# Regent Theatre, Hinckley - April 2014



## Goldie87 (May 2, 2014)

The theatre was formally opened Monday 11 March 1929, and was then described as a ‘house of amusement worthy of the town and district. It included five dressing rooms for artistes, and in 1930 was the first Hinckley theatre to install sound. It was the company’s prime venue until sold to Odeon Theatres in 1935. In 1955 it was renamed the Gaumont, and a week later CinemaScope arrived. In 1961 the Odeon in the Borough closed, and the Gaumont was sold to Classic Cinemas chain of London. The Classic Cinema was closed in 1968 and the cinema was reopened as Vogue Bingo and Social Club, later Rainbow Bingo and then Flutters Bingo. Flutters Bingo Club closed on 15th June 2013. At present the site is going to be redeveloped as a supermarket and car park, keeping the old facade.

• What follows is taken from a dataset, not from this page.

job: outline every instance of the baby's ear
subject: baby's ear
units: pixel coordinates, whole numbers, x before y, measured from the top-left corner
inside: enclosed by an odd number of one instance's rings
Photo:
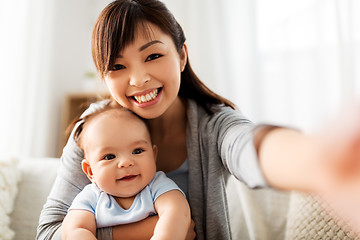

First visited here with MD earlier in the month, at which time it lay untouched with lots of interesting old features remaining. Fast forward to the end of the month and I was told demolition was underway, so went for a last look. Just gutted I didn't get another visit in before it got trashed, but had no idea they were going to be starting work!































































The Final Curtain...


----------



## devonlad108 (May 2, 2014)

Looks like a great site, really like picture 6, a great view of the domed cieling. Super work


----------



## Northantz_Urbex (May 2, 2014)

nice work mate


----------



## DirtyJigsaw (May 2, 2014)

Nice one, looks good that explore! the ceiling!


----------



## flyboys90 (May 2, 2014)

The hanging llight is stunning & so many cracking features,thanks for sharing.


----------



## Stealthstar79 (May 2, 2014)

Great set!
Thanks..


----------



## Derek (May 2, 2014)

Insert 20p (2 x 10p) - change given. <sigh>

Derek


----------



## chazman (May 3, 2014)

really well done guys,and so many old bits n bobs from yesteryear


----------



## Onmyown (May 3, 2014)

Great set of pics, good find in natural condition.


----------



## Ace5150 (May 3, 2014)

What a find! Just down the road from me as well. Great pics and report! Gutted I missed this one!


----------



## steve2109 (May 12, 2014)

Loved that mate, especially the fag machine !


----------